This review should be given primary weight here, but it may be worth asking whether a few sentences should be said about the impact of this restriction on TM, based on the words of the review authors themselves. My own opinion, as an episodic single-purpose account, is that it would probably not hurt to clarify that this review focused on psychological markers only, so that the AHA's relatively more positive evaluation does not seem too contradictory. Vesal (talk) 07:48, 24 January 2014 (UTC)
Fair enough. From a true believer's perspective, however, it is frustrating to see that many/most of the TM research that "made the grade" were studies where the subjects were already rated as "non-anxious" or "non-depressed" on psychological tests so that the lack of change in pre and post-test was counted as "TM has no effect on anxiety or depression." Most TM research in the past few years has focused on physiological changes as that is where the major grant money for MUM (the TM university) is coming from. It is a numbers game that is very hard to play. A pubmed search string on research published on (mindfulness meditation) in the last 10 years yields 704 hits. The same search string for ("Transcendental Meditation") yields 90 hits, and the ratio of published mindfulness meditation studies to published TM studies studies is getting larger every year (I project that more mindfulness studies will be indexed in pubmed in 2014 than are indexed for the 40 years history of TM research: 305). It is a given that an arbitrary review of some arbitrary set of variables will almost certainly yield more mindfulness meditation hits than "transcendental meditation" hits, and meta-analysis is very much a numbers game: the results will tend to favor whichever therapy has the most randomly designed studies to look at, unless those variables happen to be exactly what the limited number of TM studies are looking at, as is the case with the AHA hypertension report. Sparaig2 (talk) 17:19, 24 January 2014 (UTC)
By the way, the claim that they focused on mental health, so any study that wasn't on mental health was eliminated, ignores the fact that what they said was:
We aimed to determine the efficacy and safety of meditation programs on stress-related outcomes (e.g., anxiety, depression, stress, distress, well-being, positive mood, quality of life, attention, health-related behaviors affected by stress, pain, and weight) compared with an active control in diverse adult clinical populations
paired associate learning; 2 measures of cognitive flexibility; mental health; systolic blood pressure; and ratings of behavioral flexibility, aging, and treatment efficacy'
but as this study didn't use an active control group, but instead did a head-to-head comparison of three different treatments and a no-treatment control group, it didn't qualify to be included in the meta-analysis. I just have to ask you, in all seriousness: can you take seriously a meta-analysis that refuses to include the results of head-to-head studies between two of the treatment modalities that it otherwise analyzes? Sparaig2 (talk) 21:49, 3 February 2014 (UTC)

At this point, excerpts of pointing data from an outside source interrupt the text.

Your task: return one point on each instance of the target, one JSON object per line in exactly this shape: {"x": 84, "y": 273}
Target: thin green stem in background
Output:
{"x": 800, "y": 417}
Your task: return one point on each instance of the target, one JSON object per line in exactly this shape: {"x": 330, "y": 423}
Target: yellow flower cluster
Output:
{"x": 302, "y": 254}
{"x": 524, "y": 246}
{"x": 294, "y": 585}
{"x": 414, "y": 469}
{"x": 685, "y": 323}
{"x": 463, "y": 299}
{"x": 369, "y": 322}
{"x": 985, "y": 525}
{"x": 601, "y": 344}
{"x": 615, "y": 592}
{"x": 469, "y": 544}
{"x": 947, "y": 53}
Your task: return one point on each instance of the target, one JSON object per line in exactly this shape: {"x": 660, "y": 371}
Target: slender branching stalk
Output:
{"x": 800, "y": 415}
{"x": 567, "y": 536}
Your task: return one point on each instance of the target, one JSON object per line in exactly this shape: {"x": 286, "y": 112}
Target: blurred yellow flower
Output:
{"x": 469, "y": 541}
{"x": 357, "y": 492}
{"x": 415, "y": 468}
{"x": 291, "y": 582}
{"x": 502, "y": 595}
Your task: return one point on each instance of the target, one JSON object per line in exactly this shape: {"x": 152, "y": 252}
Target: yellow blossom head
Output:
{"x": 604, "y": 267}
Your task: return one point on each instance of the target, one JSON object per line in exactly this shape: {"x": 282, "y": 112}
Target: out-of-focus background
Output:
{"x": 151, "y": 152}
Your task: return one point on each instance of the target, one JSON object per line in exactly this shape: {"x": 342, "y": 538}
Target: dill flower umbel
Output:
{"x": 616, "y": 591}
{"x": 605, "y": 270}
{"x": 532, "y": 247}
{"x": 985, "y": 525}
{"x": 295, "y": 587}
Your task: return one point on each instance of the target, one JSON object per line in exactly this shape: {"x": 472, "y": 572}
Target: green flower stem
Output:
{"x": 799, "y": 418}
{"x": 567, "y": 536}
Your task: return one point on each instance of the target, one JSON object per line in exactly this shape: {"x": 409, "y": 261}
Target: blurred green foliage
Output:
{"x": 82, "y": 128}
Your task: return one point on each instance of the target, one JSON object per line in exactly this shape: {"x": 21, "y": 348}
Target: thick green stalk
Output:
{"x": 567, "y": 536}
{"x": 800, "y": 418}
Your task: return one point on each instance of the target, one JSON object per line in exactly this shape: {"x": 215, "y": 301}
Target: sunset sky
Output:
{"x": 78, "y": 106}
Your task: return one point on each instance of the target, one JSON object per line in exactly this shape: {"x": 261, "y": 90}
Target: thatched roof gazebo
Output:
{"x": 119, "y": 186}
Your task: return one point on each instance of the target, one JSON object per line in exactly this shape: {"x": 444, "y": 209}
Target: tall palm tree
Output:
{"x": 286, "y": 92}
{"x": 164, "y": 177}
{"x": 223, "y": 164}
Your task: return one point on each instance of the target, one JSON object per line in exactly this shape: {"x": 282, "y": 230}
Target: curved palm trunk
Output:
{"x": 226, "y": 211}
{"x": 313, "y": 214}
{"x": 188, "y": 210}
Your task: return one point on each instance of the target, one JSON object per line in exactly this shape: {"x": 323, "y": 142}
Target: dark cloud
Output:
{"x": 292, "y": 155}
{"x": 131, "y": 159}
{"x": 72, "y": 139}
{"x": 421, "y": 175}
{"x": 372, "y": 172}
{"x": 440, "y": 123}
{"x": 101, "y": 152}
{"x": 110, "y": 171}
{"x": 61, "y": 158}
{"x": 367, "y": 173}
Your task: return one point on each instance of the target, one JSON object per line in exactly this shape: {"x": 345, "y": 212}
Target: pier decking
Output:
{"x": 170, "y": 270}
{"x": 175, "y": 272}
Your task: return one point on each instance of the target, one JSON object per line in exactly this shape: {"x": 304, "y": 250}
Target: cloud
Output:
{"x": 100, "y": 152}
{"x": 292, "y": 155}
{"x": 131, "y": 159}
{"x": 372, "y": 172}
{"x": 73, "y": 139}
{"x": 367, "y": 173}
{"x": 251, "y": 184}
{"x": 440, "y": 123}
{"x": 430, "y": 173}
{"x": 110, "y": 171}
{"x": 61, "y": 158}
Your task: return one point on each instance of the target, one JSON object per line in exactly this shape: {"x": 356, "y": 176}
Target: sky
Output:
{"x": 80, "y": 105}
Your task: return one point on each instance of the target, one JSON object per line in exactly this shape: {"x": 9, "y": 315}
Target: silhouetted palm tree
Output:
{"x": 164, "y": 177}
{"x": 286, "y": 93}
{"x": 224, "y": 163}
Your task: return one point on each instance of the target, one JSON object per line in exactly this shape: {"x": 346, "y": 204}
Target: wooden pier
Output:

Does someone want to propose some text based on the systematic review? IRWolfie- (talk) 23:55, 4 February 2014 (UTC)
It's a single study (i.e primary source) of a rather paltry 40 individuals. Let the Secondary sources sort these out. Incidentally, Phys.org is also a rather poor website, IRWolfie- (talk) 00:01, 5 February 2014 (UTC)
It's not the place of wikipedia to try to provide balance in the face of this kind of imbalance in number of studies for opposing practices/treatments but the typical methodology used in science to compare treatment modalities assumes there the number of studies for each modality is within an order of magnitude or 2. That is no longer the case with TM vs mindfulness, as that little graph of the number of studies indexed in pubmed shows. I have no idea how anyone can address such an issue. Of course, for those who think TM is worthless (or that all meditation practices are worthless or equivalent), it obviously doesn't matter. But here's a thought: even now, it appears like new research on mindfulness doesn't overturn the AHA's conclusion from last year, despite the avalanche of new research... Sparaig2 (talk) 08:25, 10 February 2014 (UTC)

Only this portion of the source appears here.